Blessing of dimensionality: mathematical foundations of the statistical physics of data

TL;DR

This paper explores how measure concentration phenomena in high-dimensional spaces can be leveraged to transform the curse of dimensionality into a blessing, enabling simplified machine learning problems and robust correction of AI systems.

Contribution

It introduces new stochastic separation theorems showing that high-dimensional random points are linearly separable, facilitating non-iterative correction methods for AI systems.

Findings

High-dimensional measure concentration simplifies machine learning tasks.

Random points in high dimensions are linearly separable even in large sets.

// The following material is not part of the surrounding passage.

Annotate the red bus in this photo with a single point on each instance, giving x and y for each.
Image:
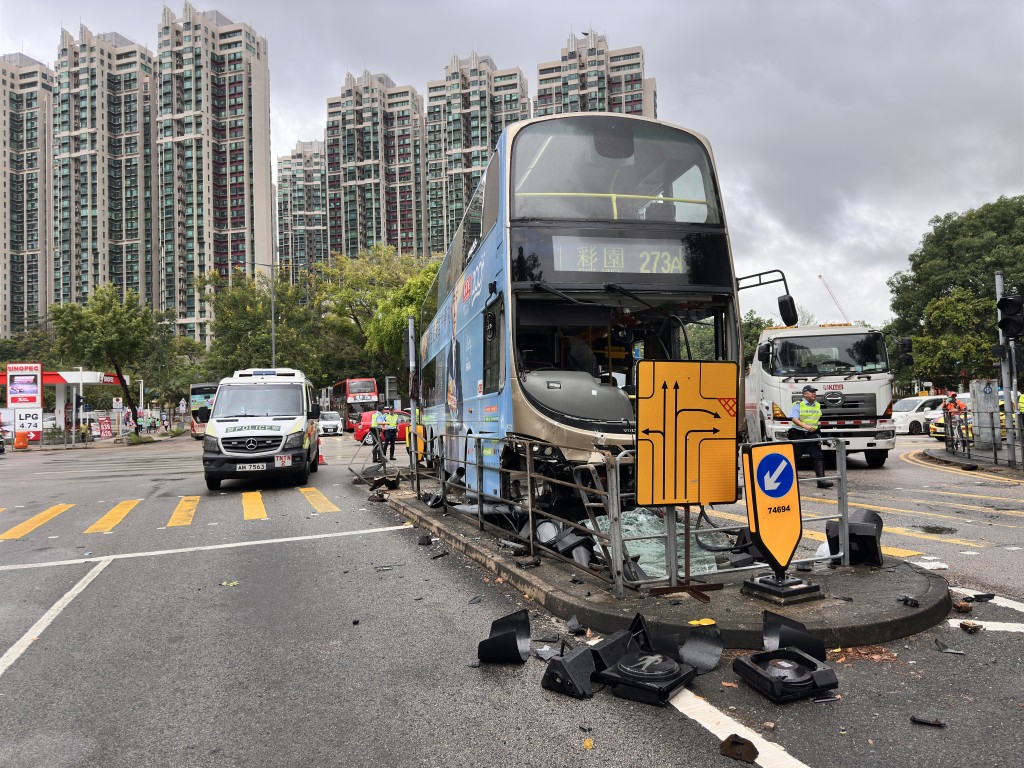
(352, 397)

Theorems enable one-shot learning and correction of AI errors.

Abstract

The concentration of measure phenomena were discovered as the mathematical background of statistical mechanics at the end of the XIX - beginning of the XX century and were then explored in mathematics of the XX-XXI centuries. At the beginning of the XXI century, it became clear that the proper utilisation of these phenomena in machine learning might transform the curse of dimensionality into the blessing of dimensionality. This paper summarises recently discovered phenomena of measure concentration which drastically simplify some machine learning problems in high dimension, and allow us to correct legacy artificial intelligence systems. The classical concentration of measure theorems state that i.i.d. random points are concentrated in a thin layer near a surface (a sphere or equators of a sphere, an average or median level set of energy or another Lipschitz function, etc.). The new stochastic separation theorems describe the thin structure of these thin layers: the random points are not only concentrated in a thin layer but are all linearly separable from the rest of the set, even for exponentially large random sets. The linear functionals for separation of points can be selected in the form of the linear Fisher's discriminant. All artificial intelligence systems make errors. Non-destructive correction requires separation of the situations (samples) with errors from the samples corresponding to correct behaviour by a simple and robust classifier. The stochastic separation theorems provide us by such classifiers and a non-iterative (one-shot) procedure for learning.